# Experiences With No Drill Scope Mounts?



## SuckLead (Jul 4, 2006)

Does anyone have any experience with no drill scope mounts? I am thinking about buying one for my K31 so I can put a scope on it. I would prefer to not drill the rifle. But I don't know anyone who has tried them. Just interested in knowing other people's experiences with them before I dish out the cash for it. Thanks!

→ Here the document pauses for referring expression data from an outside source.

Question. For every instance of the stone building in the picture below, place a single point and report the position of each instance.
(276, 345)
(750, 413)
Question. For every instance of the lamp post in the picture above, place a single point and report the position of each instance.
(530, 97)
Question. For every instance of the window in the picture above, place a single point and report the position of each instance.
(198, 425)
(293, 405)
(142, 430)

P.S. The ones I am looking at I believe are made by S&K, something like that. Catalogue is at work. If you have ideas for another no drill mount specific to the Swiss K31, I'm all ears.


----------



## Mike Barham (Mar 30, 2006)

I don't have experience with one for the K31, but my general experience with no-drill mounts for milsurps is that they position the scope WAY too high for a good cheek weld, and thus inhibit good shooting.


----------



## DJ Niner (Oct 3, 2006)

Mike makes a good point, but if the choice was between the usual tiny funny-shaped crappy iron sights, or a too-high scope, then I'd get a nice leather lace-on cheekpiece for the stock and slap that scope in place in a heartbeat.

Some K31 mount info here:
http://parallaxscurioandrelicfirearmsforums.yuku.com/forum/viewtopic/id/22007

I've never used this guy's stuff, but some speak highly of it. I've heard mixed reviews on the B-Square K31 mounts. Never hear of or seen any others.


----------



## falshman70 (Jul 13, 2006)

I've used them with my PTR91 and M1A, but I don't have the K31. those that I have, have worked fine, albeit the German scope mount does put the scope up high. It's more of a chin weld.:mrgreen:


----------



## SuckLead (Jul 4, 2006)

The K31's will be offset slightly to the right. I'm not sure how hard that will be to deal with. But since I have decided on a Leupold scope, I'm more concerned with the scope not flying off. LOL! I'm a little worried about damage to the rifle, but it won't be anything major. The scope may or may not get moved off to another rifle eventually.


----------